A Providence team member led a team of University of Canberra academics to support Defence Joint Health Command and stakeholders to co‑design an evaluation approach for the Defence Mental Health and Wellbeing Strategy 2018-2023. It was imperative that this reflected the realities of operating across diverse, the sensitivity of evaluation materials and high‑pressure environments. Rather than applying a fixed evaluation model, they partnered with program owners, service leads and decision‑makers to tailor evaluation questions, data collection and reporting in ways that were practical and usable. This involved direct work with senior leaders, interviews, workshops, iterative reviews and regular feedback loops so learning could be applied as the work progressed. The co‑design approach helped shift evaluation from a compliance exercise to a tool for learning, improvement and capability‑building. Outcomes included redesigned evaluation processes, improved access to meaningful data, and stronger ownership of findings by those responsible for delivery. This directly informed the renewal of the Strategy and Continuous Improvement Framework for 2025-2030.

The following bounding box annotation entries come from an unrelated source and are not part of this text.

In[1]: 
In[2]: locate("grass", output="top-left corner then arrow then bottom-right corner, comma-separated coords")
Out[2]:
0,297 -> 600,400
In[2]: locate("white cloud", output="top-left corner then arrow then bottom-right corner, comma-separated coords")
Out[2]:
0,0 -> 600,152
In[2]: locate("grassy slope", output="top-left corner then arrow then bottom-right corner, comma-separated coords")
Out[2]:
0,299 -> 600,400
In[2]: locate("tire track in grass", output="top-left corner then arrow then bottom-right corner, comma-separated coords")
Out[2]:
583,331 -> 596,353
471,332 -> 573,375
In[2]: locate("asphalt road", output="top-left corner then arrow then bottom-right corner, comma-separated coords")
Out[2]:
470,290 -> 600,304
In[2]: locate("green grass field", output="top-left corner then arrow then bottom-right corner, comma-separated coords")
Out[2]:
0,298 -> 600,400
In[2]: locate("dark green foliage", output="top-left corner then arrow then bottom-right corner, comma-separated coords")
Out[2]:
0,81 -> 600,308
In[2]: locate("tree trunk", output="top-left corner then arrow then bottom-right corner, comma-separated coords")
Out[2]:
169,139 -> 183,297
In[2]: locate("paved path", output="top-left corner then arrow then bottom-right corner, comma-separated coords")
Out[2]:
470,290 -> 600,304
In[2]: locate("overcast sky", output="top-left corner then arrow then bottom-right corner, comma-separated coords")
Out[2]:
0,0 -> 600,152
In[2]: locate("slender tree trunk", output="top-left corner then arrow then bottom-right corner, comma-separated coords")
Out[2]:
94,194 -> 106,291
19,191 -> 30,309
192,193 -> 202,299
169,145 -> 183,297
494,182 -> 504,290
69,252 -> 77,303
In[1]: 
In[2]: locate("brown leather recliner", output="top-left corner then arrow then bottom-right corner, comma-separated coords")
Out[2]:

A Providence team member led a team of University for Canberra and ANU academics to worked with the Department of Health, service providers and clinicians to co‑design and deliver an evaluation approach for nation-wide community‑based Nurse Practitioner models of care. Rather than applying a single evaluation framework, the approach was shaped collaboratively to reflect different service contexts, client needs and funding arrangements across thirty diverse sites. Stakeholders contributed to defining evaluation priorities, research questions and data sources, ensuring the evaluation captured outcomes that mattered for funding, policy and practice. The design combined quantitative, qualitative, financial and case study evidence, with a strong focus on sustainability of future service development. This co‑design approach helped build shared ownership of the evaluation and increased confidence in how findings would be used. The outcome was a flexible and practical evaluation framework that supported learning across thirty diverse sites and produced clear guidance for improving sustainability, funding models and service delivery.
Across 2023 to 2025, a Providence team member led a large‑scale co‑design initiative with APS leaders and officers to understand and articulate current capability needs across the Australian Public Service. Working in partnership with UNSW, the APS Academy and agencies, the work involved over 150 officials from 17 agencies in 600 hours of interaction to build a shared picture of capability from lived experience, rather than anecdotal assumptions or predefined programs. The approach centred on interviews, full‑day workshops and iterative check‑backs, allowing participants to shape the questions, test emerging insights and validate findings as the work progressed. Co‑design activity focused on what capability APS officers actually need to do their jobs well, where learning and development investment would deliver the most value, and what forms of capability building would be supported by leaders to release finite time and financial resources. The outcome was a rich, current, evidence‑based understanding of APS capability needs that reflected practice across departments and levels, informed APS reform activity, and provided a credible foundation for future capability and learning decisions.
Providence’s partner Curijo was engaged by NSW Aboriginal Affairs to evaluate the effectiveness and impact of the NSW Closing the Gap Grants Program while building the capability of grant applicants and recipients to demonstrate their outcomes and community impact. The work was grounded in co‑design, partnering closely with Aboriginal Community Controlled Organisations and Aboriginal businesses to shape the evaluation approach from the outset. The team worked alongside NSW Aboriginal Affairs and grant recipients to co‑design evaluation questions, data collection methods and capacity‑building activities that were practical, culturally responsive and fit for purpose. This included supporting organisations to strengthen their monitoring and evaluation capability and better articulate the outcomes they deliver for their communities. The outcome was an independent evaluation that measured program effectiveness, captured meaningful community impact, and produced clear evidence to inform future grant design and funding decisions. NSW Aboriginal Affairs provided positive feedback on the collaborative approach, noting the team’s ability to adapt as needs emerged and deliver practical evaluation and capacity‑building resources that met the needs of the target audience.
Adash is Providence’s CEO and is responsible to the Providence Board and Providence’s clients for ensuring the timely delivery of outcomes through advice, guidance and mentoring to Providence’s staff.